Extracting the sequence from a sequence track
It is possible to extract a DNA sequence from a sequence track included in a Track List with the Extract Sequence... option of the right-click menu on the sequence (menu to the right of figure 25.12). In this case, a pop up window proposes to Extract annotations, which will extract all the annotations present on the other tracks of the Track list, and add them to the extracted sequence.
Note that it is possible to extract the sequence of a single sequence track, but in this case (the track is not included in a track list), or when the sequence track is in a track list that does not contain annotation tracks, the option to Extract annotations is unavailable.
Extracting a single read/sequence from a reads track
Right-click on the sequence of interest and choose the Selected read... option to Copy, Open in a new view or Blast the selected sequence.
Extracting all reads/sequences from a track
Use the tool Extract Sequences from the Toolbox to extract sequences from the subset reads track as described in Extract sequences.
Extracting only selected reads/sequences from a track
The sequences of interest can be selected by dragging the mouse over the region of interest, followed by a right click on the reads (or on the sequences in the case of a sequence track) and a click on Create Reads Track from Selection (as can be seen on the menu to the left in figure 25.12).
Figure 25.12: Extract sequences from a read mapping track. This screenshot shows the menus available when right-clicking on the reference sequence and the sequences/reads in the tracks below.
An Extract from Selection pop up dialog lets you specify what kind of reads you want to include in the subset of the original reads track (figure 25.13).
Figure 25.13: Selecting the reads to include.
Per default all reads are included. The options are:
- Selected region
Type of overlap. Specifies how the reads must overlap the selected region in order to be extracted.
- Any overlap. This will extract any reads that overlap the selected region.
- Within region. Only include reads that are fully within the selected region. That is, reads overlapping boundaries of the region are not included.
- Span region. Only extract reads that span the selected region, i.e. have aligned residues on both sides of the region. For paired reads, the default is to extract fragments that span the region. The option Only include matching read(s) of read pairs can be enabled to solely extract individual reads that span the region.
- No overlap. Extracts all reads in the track, except those overlapping the selected region.
- Match specificity
- Include specific matches. Reads that only are mapped to one position.

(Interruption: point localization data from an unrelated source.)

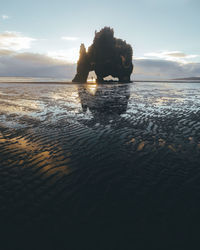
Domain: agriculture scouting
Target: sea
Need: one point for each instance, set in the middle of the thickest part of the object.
(99, 166)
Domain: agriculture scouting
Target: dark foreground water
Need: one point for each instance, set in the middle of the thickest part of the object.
(99, 167)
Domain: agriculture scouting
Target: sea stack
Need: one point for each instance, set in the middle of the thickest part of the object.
(107, 56)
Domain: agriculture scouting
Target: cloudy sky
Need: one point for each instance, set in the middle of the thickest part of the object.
(41, 38)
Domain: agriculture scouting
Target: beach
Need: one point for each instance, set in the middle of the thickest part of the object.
(115, 166)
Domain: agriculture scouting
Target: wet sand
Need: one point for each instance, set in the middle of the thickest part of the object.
(99, 166)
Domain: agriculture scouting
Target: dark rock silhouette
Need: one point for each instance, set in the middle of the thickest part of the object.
(106, 56)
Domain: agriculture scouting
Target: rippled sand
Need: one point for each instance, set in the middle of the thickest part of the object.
(99, 167)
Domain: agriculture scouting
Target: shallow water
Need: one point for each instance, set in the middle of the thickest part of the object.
(100, 166)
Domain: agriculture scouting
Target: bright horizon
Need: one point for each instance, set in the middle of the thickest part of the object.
(42, 39)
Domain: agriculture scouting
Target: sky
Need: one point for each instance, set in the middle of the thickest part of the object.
(41, 38)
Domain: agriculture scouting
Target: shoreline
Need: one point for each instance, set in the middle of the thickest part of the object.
(66, 83)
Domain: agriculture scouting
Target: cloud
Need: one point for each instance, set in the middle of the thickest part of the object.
(14, 41)
(4, 17)
(69, 38)
(164, 69)
(176, 56)
(35, 65)
(56, 64)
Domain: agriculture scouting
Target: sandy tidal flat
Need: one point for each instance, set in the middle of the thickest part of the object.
(99, 166)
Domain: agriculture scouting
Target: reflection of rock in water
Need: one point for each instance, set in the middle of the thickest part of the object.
(104, 103)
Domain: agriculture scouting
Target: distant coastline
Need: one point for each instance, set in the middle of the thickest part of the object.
(38, 80)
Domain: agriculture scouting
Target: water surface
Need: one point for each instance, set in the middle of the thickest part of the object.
(99, 166)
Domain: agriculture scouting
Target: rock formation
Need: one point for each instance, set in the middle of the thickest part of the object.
(106, 56)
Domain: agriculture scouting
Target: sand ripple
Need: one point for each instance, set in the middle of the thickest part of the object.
(108, 156)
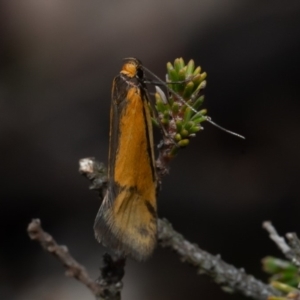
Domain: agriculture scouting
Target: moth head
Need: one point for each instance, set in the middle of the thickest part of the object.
(133, 68)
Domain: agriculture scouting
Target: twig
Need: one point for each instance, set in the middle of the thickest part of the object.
(109, 284)
(279, 241)
(229, 277)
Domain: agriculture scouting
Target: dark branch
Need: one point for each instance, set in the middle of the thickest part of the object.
(291, 253)
(226, 275)
(108, 285)
(229, 277)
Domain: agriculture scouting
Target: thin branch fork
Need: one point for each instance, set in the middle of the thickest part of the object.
(226, 275)
(109, 284)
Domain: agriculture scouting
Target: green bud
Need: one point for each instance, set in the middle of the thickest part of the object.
(195, 129)
(203, 111)
(189, 125)
(181, 74)
(188, 90)
(178, 126)
(199, 119)
(183, 143)
(184, 133)
(203, 76)
(155, 122)
(169, 67)
(178, 64)
(197, 71)
(175, 107)
(198, 102)
(197, 80)
(172, 74)
(187, 115)
(166, 114)
(165, 121)
(190, 68)
(182, 63)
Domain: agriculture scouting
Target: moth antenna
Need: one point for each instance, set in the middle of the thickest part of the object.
(208, 119)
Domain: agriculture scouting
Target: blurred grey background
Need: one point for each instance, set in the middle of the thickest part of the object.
(57, 62)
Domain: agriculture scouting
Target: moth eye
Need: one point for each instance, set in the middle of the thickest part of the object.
(140, 73)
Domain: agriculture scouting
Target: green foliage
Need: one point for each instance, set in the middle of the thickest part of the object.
(179, 112)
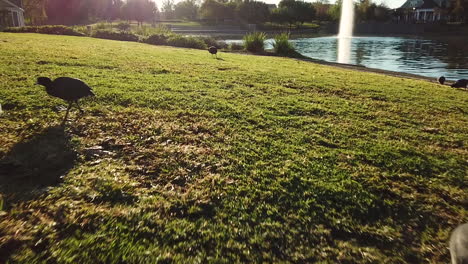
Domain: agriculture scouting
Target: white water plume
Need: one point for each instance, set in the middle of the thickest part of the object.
(346, 31)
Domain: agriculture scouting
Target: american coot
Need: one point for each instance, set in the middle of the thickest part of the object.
(66, 88)
(441, 79)
(462, 83)
(213, 50)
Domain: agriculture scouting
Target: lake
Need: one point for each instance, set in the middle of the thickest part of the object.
(426, 57)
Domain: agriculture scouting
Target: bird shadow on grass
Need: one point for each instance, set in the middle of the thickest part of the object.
(34, 164)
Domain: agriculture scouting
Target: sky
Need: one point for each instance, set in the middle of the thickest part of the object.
(389, 3)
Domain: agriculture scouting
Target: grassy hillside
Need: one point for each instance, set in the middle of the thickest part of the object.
(185, 158)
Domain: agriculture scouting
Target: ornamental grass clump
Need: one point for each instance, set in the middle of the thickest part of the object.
(282, 46)
(255, 42)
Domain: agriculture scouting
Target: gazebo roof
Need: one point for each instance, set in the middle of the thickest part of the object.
(9, 4)
(426, 4)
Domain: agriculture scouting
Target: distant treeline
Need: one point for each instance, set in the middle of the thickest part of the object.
(72, 12)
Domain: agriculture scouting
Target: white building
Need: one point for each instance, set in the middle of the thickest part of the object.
(11, 14)
(424, 11)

- Include non-specific matches. Reads that have multiple equally good alignments to the reference. These reads are colored yellow per default.
- Alignment quality
- Include perfectly aligned reads. Reads where the full read is perfectly aligned to the reference sequence (or consensus sequence for de novo assemblies). Note that at the end of the contig, reads may extend beyond the contig (this is not visible unless you make a selection on the read and observe the position numbering in the status bar). Such reads are not considered perfectly aligned reads because they don't align in their entire length.
- Include reads with less than perfect alignment. Reads with mismatches, insertions or deletions, or with unaligned nucleotides at the ends (the faded part of a read).
- Spliced status
- Include spliced reads. Reads that are across an intron.
- Include non spliced reads. Reads that are not across an intron.
- Paired status
- Include intact paired reads. When paired reads are placed within the paired distance specified, they will fall into this category. Per default, these reads are colored in blue.
- Include paired reads from broken pairs. When a pair is broken, either because only one read in the pair matches, or because the distance or relative orientation is wrong, the reads are placed and colored as single reads, but you can still extract them by checking this box.
- Include single reads. This will include reads that are marked as single reads (as opposed to paired reads). Note that paired reads that have been broken during assembly are not included in this category. Single reads that come from trimming paired sequence lists are included in this category.
- Only include matching read(s) of read pairs. If only the forward or reverse read of a read pair matches the criteria, then only include the matching read as a broken pair. For example if the forward read is inside the overlap region but the reverse read is not, then this option only includes the forward read as a broken read. When both forward and reverse reads are inside the overlap region then the full paired read is included. Note that some tools ignore broken reads by default.